Photo: Jack Jarrett, an Equipment Concentration Site-67 Heavy Mobile Equipment Repair military technician, does an anti-freeze check on a five-ton cargo truck (923-82). (Photo by Rob Schuette)
Jack Jarrett, an Equipment Concentration Site-67 Heavy Mobile Equipment Repair military technician, does an anti-freeze check on a five-ton cargo truck (923-82).

During the CSTC and Patriot Warrior Exercises last summer we had to expand our mission operation hours to seven days a week to cover those exercises,” Dickinson said. “Our work force knows they’re here for the convenience of the troops. They help ensure the troops are trained properly and have the best equipment.”

ECS began getting new equipment to prepare for its increased training support mission in 2007. The equipment is stored at ECS, often times for units that train here, and ECS personnel maintain the equipment.

Tim Abbott, an ECS materiel handler/supervisor, said the organization is using the Standard Army Maintenance System to barcode equipment, which allows it to better track the equipment’s location and stage of repair/maintenance.

“It will help us track old, excess equipment that is being turned in as well,” Abbott said. “The units will get the new equipment to use. It will be better for the customers, consolidation and accounting for the equipment.”

Dickinson said the organization also is picking up an excess weapons mission from Fort Gillem, Ga., as a result of a Base Realignment and Closure action.

Photo: Steve Green, a VSE contractor who works at Equipment Concentration Site-67, works on a water distribution trailer. (Photo by Rob Schuette)
Steve Green, a VSE contractor who works at Equipment Concentration Site-67, works on a water distribution trailer.

ECS will issue the equipment as units need it.

The expansion of the mission will lead, eventually, to an expansion of the building and parking space for equipment, he said.
The expanded building area will include more maintenance bays to conduct the work, he said.
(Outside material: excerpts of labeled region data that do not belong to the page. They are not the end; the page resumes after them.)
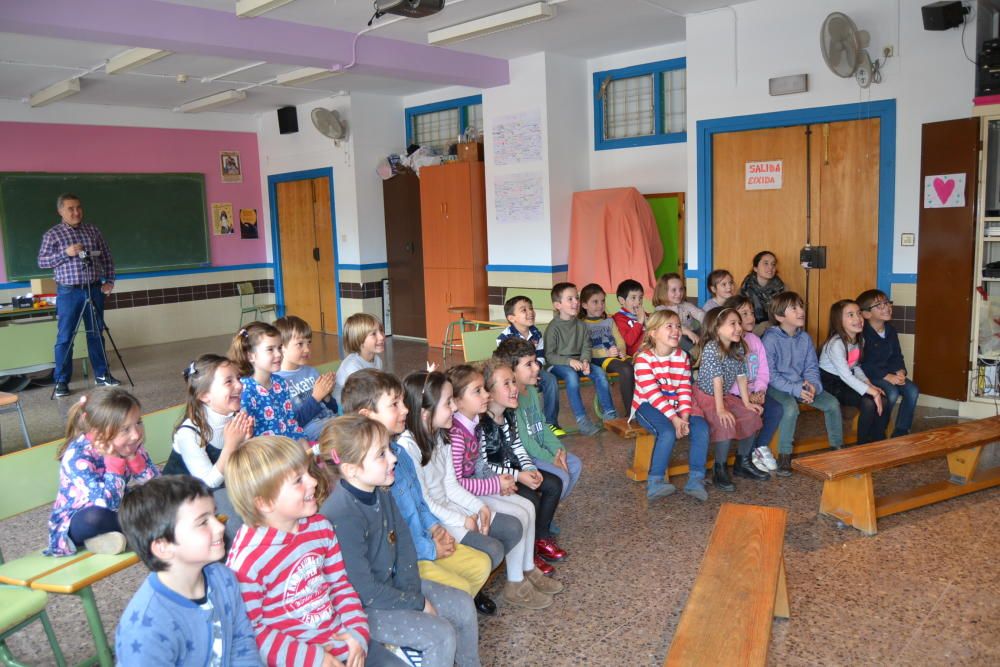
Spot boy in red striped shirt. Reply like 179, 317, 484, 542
226, 436, 374, 667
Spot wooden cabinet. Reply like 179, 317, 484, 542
420, 162, 489, 347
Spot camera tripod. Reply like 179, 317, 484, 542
49, 285, 135, 400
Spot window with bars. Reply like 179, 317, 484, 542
406, 95, 483, 153
594, 58, 687, 150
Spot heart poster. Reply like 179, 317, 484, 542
924, 174, 965, 208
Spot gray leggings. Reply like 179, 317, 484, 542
365, 579, 480, 667
461, 512, 521, 570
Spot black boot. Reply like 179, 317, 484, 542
775, 454, 792, 477
733, 454, 771, 482
712, 461, 736, 491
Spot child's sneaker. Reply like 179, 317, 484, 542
576, 417, 601, 435
751, 445, 778, 472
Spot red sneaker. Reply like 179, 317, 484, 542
535, 537, 567, 561
535, 556, 556, 577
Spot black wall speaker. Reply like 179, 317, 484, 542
278, 107, 299, 134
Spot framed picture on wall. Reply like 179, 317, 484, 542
219, 151, 243, 183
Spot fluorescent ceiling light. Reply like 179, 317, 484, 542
275, 67, 340, 86
427, 2, 556, 44
104, 48, 170, 74
236, 0, 292, 19
28, 78, 80, 107
177, 90, 247, 113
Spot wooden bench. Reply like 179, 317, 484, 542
663, 503, 789, 667
792, 417, 1000, 535
604, 404, 858, 482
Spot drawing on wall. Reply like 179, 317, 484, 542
219, 151, 243, 183
493, 172, 545, 224
212, 204, 236, 236
493, 109, 542, 166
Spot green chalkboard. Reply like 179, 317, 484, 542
0, 172, 210, 281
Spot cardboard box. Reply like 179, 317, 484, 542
458, 141, 483, 162
31, 278, 56, 294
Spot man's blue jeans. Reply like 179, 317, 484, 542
548, 364, 617, 420
55, 283, 108, 383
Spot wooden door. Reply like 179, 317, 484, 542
382, 172, 427, 338
712, 119, 880, 345
911, 118, 981, 401
276, 177, 337, 334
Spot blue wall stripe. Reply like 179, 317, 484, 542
692, 99, 904, 301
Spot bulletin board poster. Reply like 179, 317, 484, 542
743, 160, 783, 190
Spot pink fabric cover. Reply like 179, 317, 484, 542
568, 188, 663, 294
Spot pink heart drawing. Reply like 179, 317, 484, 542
934, 178, 955, 204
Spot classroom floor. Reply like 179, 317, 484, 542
0, 337, 1000, 666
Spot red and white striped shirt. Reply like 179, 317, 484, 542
629, 348, 691, 420
226, 514, 369, 667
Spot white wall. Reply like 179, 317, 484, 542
584, 43, 693, 194
685, 0, 975, 273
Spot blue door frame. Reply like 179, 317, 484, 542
267, 167, 343, 340
687, 100, 917, 301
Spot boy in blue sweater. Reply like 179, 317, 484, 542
857, 289, 920, 438
115, 475, 263, 667
274, 315, 337, 440
761, 292, 844, 477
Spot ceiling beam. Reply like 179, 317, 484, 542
0, 0, 510, 88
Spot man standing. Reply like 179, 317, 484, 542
38, 194, 121, 396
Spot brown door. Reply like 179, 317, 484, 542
382, 172, 427, 338
912, 118, 980, 401
276, 177, 337, 334
712, 119, 879, 344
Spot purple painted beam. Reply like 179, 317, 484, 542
0, 0, 510, 88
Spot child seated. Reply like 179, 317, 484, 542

An expanded mission also will mean more military technicians are hired to support the maintenance/repair work needed to keep the equipment up to standards, he said.

Chris Frick, the ECS Maintenance Branch supervisor, said the feedback from troops involved in the CSTC and Patriot Warrior Exercises was positive at a preplanning conference for next year’s training.

The military technicians in the ECS work force bring a high level of experience from their previous and current reserve-component assignments. Frick said this often includes being deployed or serving with other units on post, so they can provide or understand customer perspective from those standpoints, too.

“(Many of the) guys here have been over there and done it,” Frick said. “They have the experience to understand what the Soldiers training here are going through. Our people take our mission very personally because they have been mobilized.”